B.Riley Financial (RILY)

a magnifying glass enlarges the B. Riley logo on a website

Source: Pavel Kapysh / Shutterstock.com

After the slump of spring 2020, B. Riley Financial (NASDAQ:RILY) has managed to post incredible returns, helping its investors through an extremely bullish cycle. Additionally, the company managed to underwrite several initial public offerings (IPOs) during the equally wild 2021 IPO cycle. However, with the arena of new public listings seemingly dying, the bears have started targeting RILY.

By Fintel‘s, B. Riley has a short percentage float of 17.9% and 8 days to cover. Basically, it’s not hard to see why many investors now have a low opinion of RILY. With the Fed pivoting the economy towards a more deflationary environment, investor sentiment fell significantly. Yet it is in deflation that financial services become relevant and valuable.

During periods of inflation, investors have to do something with their money because their purchasing power erodes. In times of deflation, purchasing power increases, which means that any investment opportunity must be extremely attractive. Given that B. Riley hires some of the best experts out there, this should be incredibly relevant. Yet, like other short-term stocks, RILY requires a cautious hand.

Groupon (GRPN)

a building displays a sign bearing the Groupon logo (GRPN)

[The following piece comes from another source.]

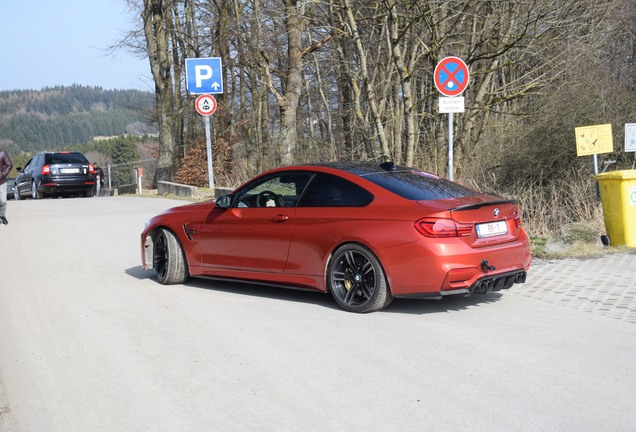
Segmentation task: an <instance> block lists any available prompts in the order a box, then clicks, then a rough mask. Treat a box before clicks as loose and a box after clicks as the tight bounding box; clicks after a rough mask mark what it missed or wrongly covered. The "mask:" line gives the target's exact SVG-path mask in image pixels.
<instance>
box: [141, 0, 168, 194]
mask: <svg viewBox="0 0 636 432" xmlns="http://www.w3.org/2000/svg"><path fill="white" fill-rule="evenodd" d="M170 11H171V2H170V0H165V1H162V0H144V9H143V11H142V19H143V23H144V34H145V36H146V46H147V49H148V59H149V61H150V70H151V72H152V77H153V79H154V82H155V97H156V100H157V121H158V123H159V159H158V160H157V171H156V175H155V177H156V180H165V181H170V180H172V176H173V174H174V171H175V167H174V159H175V157H174V156H175V145H174V135H173V124H172V122H173V106H172V104H173V99H174V93H173V87H172V64H171V57H170V56H171V53H170V48H169V45H170V44H169V43H168V31H167V29H166V22H165V17H164V14H165V13H168V14H169V13H170Z"/></svg>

Source: Ken Wolter/Shutterstock.com

In an earlier paradigm where social media networks weren’t as robust as they are today, let’s group (NASDAQ:GRPN) worked very well. However, as these networks improved, companies offering discounts to their customers no longer needed intermediary entities. Unfortunately, this dynamic left the GRPN reeling due to relevance issues.

At the time of this writing, Fintel ranks GRPN among the “best” short-term stocks, no. 69 to be exact. Groupon offers a short percentage float of 52.6% and nine days to cover. Inevitably, these moves will prompt at least a few bold naysayers to take an opposing bet to blast the bears. It could happen. However, I will recommend extreme caution.

In the most optimistic scenarios, consumers in financial difficulty may seek out deals. Since Groupon still features some brand cachet for its platform, this could help facilitate said transactions. However, this is an extremely competitive field, so potential market participants should exercise caution.

As of the date of publication, Josh Enomoto had no position (directly or indirectly) in the securities mentioned in this article. The opinions expressed in this article are those of the author, subject to InvestorPlace.com Publication guidelines.

A former senior business analyst for Sony Electronics, Josh Enomoto helped negotiate major contracts with Fortune Global 500 companies. Over the past several years, he has provided critical and unique insights to investment markets, as well as various other industries including law, construction management and healthcare.